L’information doit être en effet au coeur du dispositif – c’est essentiel. En donnant au maire la possibilité d’obtenir les informations qu’il juge opportunes, en permettant la saisine d’une instance de concertation départementale pour assurer, en cas de blocage de la procédure de concertation, une mission de médiation, la proposition de loi répond – et je m’en réjouis – à cette préoccupation majeure.

En matière de prévention, je n’oublie naturellement pas l’importance des campagnes pour la bonne utilisation des téléphones portables, notamment par les jeunes enfants et les adolescents, mais aussi sur les dispositifs d’information du consommateur, concernant les appareils eux-mêmes.

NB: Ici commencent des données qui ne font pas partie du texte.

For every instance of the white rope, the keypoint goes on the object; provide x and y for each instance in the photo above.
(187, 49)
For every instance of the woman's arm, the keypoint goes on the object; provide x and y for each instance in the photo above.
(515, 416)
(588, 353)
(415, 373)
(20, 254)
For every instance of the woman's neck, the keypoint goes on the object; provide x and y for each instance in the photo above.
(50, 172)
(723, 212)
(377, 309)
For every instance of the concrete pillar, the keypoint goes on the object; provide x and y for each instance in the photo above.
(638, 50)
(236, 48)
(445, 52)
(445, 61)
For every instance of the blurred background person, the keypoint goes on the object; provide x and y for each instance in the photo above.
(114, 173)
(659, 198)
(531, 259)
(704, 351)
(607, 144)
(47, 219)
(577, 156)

De la même manière, soulignons l’importance de la mise en place du comité national de dialogue relatif au niveau d’exposition du public aux champs électromagnétiques au sein de l’agence nationale des fréquences. Car informer, c’est aussi permettre à chacun d’adapter ses comportements individuels. De fait, il devient nécessaire de bénéficier désormais d’un nouveau cadre législatif et réglementaire national en matière de prévention des risques et nous sommes de plus en plus sollicités pour le mettre en place sans tarder.

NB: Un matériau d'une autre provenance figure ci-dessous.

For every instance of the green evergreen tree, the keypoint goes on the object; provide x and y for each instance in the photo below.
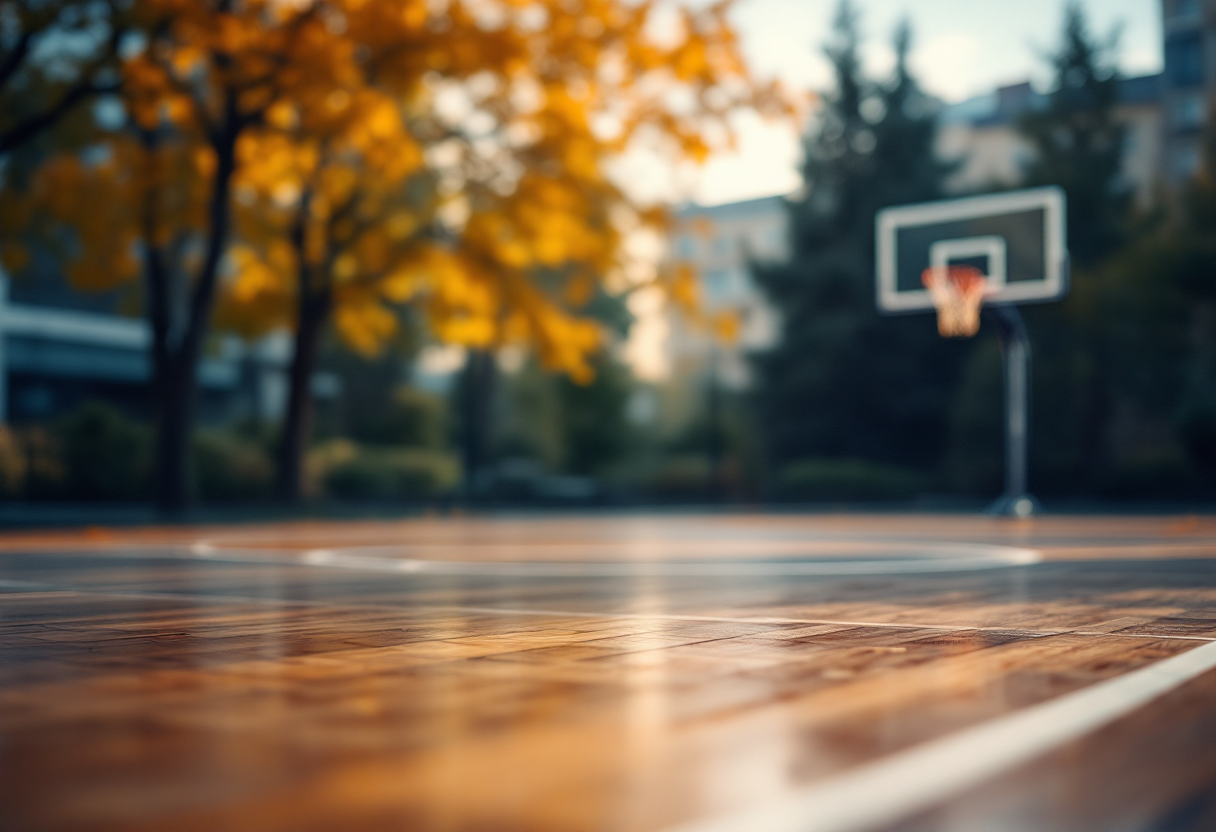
(1079, 142)
(843, 382)
(1079, 145)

En la matière, les évolutions technologiques sont si rapides qu’elles nous amènent à ne pas pouvoir être immobiles. Le débat doit être permanent. Un premier acte volontaire est posé aujourd’hui par l’organisation d’un débat national. C’est à ce niveau que nous devons désormais réfléchir, comme beaucoup nous y appellent, à l’importance stratégique des réseaux de téléphonie mobile et à la responsabilité de leur gestion, ainsi que, si possible – soyons ambitieux ! –, à l’avenir de leur mutualisation.